1. ## particle

a particle falls from rest from point A under gravity. after its fallen a distance a another particle is given a downward speed root(8ga) from the same starting point. (i)show the 2 particles collide (ii) find the time and distance from a they collide.

im using s=ut+.5at^2 s=.5gt^2 and i cant find the equation for the second one though as i dont know what its time should be

2. ## Re: particle

Originally Posted by markosheehan
a particle falls from rest from point A under gravity. after its fallen a distance a another particle is given a downward speed root(8ga) from the same starting point. (i)show the 2 particles collide (ii) find the time and distance from a they collide.

im using s=ut+.5at^2 s=.5gt^2 and i cant find the equation for the second one though as i dont know what its time should be
it's not given so it must be a parameter

Set point $A$ as $0$

the first particle moves as

$s_1(t) = -\dfrac 1 2 g t^2$

and assuming we drop the second particle $\delta$ seconds after the first, the second particle moves as

$s_2(t) = -\dfrac 1 2 g (t-\delta)^2 - \sqrt{8 g a}(t-\delta)$

set these equal to one another and solve for $t$

3. ## Re: particle

First, you should state some assumptions.

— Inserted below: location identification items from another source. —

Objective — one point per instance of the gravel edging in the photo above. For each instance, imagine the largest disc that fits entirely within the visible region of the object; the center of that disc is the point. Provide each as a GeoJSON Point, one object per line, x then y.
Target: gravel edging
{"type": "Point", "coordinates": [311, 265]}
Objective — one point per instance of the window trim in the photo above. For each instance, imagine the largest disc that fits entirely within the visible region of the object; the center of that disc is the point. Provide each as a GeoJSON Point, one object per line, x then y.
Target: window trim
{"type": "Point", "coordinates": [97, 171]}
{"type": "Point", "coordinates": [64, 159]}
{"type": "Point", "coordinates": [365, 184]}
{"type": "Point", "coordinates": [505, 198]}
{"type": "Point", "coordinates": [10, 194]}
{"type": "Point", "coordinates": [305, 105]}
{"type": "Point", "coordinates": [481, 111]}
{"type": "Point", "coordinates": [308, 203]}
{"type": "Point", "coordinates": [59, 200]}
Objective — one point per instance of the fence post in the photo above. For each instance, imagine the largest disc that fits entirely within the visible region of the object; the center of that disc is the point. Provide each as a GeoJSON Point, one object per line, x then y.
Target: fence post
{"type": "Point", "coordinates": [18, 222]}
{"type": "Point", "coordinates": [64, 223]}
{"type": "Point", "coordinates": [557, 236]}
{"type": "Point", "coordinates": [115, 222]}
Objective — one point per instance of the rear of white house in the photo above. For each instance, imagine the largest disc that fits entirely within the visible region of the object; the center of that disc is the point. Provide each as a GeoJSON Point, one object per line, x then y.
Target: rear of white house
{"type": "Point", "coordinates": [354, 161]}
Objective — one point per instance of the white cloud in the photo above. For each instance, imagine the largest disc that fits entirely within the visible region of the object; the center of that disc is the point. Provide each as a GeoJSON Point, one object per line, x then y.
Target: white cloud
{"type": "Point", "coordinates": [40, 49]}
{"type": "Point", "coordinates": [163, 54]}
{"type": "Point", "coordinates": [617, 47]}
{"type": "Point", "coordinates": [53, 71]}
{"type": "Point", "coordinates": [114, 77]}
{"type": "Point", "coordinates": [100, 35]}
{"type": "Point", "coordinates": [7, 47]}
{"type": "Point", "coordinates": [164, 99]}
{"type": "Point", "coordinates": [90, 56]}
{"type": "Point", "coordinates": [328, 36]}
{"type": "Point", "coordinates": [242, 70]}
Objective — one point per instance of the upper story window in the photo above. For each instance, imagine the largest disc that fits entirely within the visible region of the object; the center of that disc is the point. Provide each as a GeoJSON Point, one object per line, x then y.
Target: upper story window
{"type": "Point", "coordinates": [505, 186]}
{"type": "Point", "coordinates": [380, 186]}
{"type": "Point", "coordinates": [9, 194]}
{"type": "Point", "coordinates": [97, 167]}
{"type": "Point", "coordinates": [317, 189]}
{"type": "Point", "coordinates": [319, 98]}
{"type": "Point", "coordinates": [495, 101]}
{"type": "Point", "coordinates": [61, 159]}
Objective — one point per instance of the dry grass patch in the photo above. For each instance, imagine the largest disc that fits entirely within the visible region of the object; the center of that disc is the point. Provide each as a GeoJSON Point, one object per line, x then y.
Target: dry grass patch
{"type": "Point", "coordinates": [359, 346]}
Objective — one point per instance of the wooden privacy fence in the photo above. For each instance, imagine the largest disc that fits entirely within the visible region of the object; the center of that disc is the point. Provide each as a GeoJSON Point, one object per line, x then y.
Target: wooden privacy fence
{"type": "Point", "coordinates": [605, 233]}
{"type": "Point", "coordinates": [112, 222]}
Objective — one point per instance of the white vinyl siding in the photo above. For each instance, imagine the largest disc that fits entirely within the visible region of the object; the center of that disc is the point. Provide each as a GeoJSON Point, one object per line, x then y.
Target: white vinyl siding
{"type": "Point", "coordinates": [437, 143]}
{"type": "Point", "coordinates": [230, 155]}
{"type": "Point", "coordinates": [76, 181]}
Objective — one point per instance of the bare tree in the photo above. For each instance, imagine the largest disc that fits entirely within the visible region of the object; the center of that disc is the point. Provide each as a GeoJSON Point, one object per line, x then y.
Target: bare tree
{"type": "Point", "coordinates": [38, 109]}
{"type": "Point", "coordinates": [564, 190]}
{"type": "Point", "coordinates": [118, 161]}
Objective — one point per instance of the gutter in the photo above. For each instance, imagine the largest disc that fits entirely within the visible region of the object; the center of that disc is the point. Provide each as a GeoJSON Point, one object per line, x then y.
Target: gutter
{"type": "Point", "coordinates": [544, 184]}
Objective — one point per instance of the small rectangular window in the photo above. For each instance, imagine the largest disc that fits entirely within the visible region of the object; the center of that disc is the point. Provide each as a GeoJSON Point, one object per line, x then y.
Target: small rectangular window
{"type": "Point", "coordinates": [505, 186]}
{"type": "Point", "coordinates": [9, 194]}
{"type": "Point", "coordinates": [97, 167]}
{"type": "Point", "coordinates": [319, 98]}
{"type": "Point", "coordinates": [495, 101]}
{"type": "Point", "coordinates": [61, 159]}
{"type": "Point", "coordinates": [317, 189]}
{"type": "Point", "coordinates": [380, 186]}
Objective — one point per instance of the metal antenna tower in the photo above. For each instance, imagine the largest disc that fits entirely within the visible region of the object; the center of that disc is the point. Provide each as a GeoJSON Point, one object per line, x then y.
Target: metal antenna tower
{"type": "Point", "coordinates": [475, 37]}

I take it there is no air resistance or other resistance so that the only force is gravity so the acceleration is -g. Yes, after time, t seconds, the first object has fallen a distance (-g/2)t^2. It will have fallen distance a when (-g/2)t^2= -a or t= sqrt(2a/g). But your formula for the second object is incorrect. The distance fallen, t seconds after the first object was dropped (so we can use the same t) is (-g/2)(t-sqrt(2a/g))^2- sqrt(8ag)(t- 2a/g). The "-2a/g" is the difference in time the first object was dropped and the second object was dropped and "-sqrt(8ag)" is the initial speed of the second object. Set those two equal and solve for t.

4. ## Re: particle

Just a point about the variable names. I know you probably copied the problem from a book but it is better not to use the variable "a" in any problem dealing with an acceleration which is also called "a" in the equations. There's too much chance of confusion.

-Dan

5. ## Re: particle

Your equation has 3 variables t,a and the other one and can't type the symbol

6. ## Re: particle

Originally Posted by markosheehan
Your equation has 3 variables t,a and the other one and can't type the symbol
$t$ is the only variable

$a$ and $\delta$ are called parameters. They have a fixed value, we just don't know it.

Your final solution will include these parameters.

7. ## Re: particle

I get to t. Equal to root8ga P-.5gp^2/root8ga -gp
Do you know if that is right

8. ## Re: particle

let $d$ be the distance (particle 1) falls before (particle 2) leaves point A. Since both particles are moving only in the downward direction, let that direction be positive.

after falling a distance $d$, (particle 1) has velocity $v_1 = \sqrt{2gd}$

(particle 2) starts at $v_2 = \sqrt{8gd} = 2v_1$

$\Delta y_1 = \Delta y_2$

$d + v_1 \cdot t + \dfrac{1}{2}gt^2 = 0 + 2v_1 \cdot t + \dfrac{1}{2}gt^2 \implies t = \dfrac{d}{v_1} = \dfrac{d}{\sqrt{2gd}} = \sqrt{\dfrac{d}{2g}}$

$\Delta y_1 = d + \sqrt{2gd} \cdot \sqrt{\dfrac{d}{2g}} + \dfrac{1}{2} g \cdot \dfrac{d}{2g} = d + d + \dfrac{d}{4} = \dfrac{9d}{4}$

$\Delta y_2 = 2 \sqrt{2gd} \cdot \sqrt{\dfrac{d}{2g}} + \dfrac{1}{2} g \cdot \dfrac{d}{2g} = 2d + \dfrac{d}{4} = \dfrac{9d}{4}$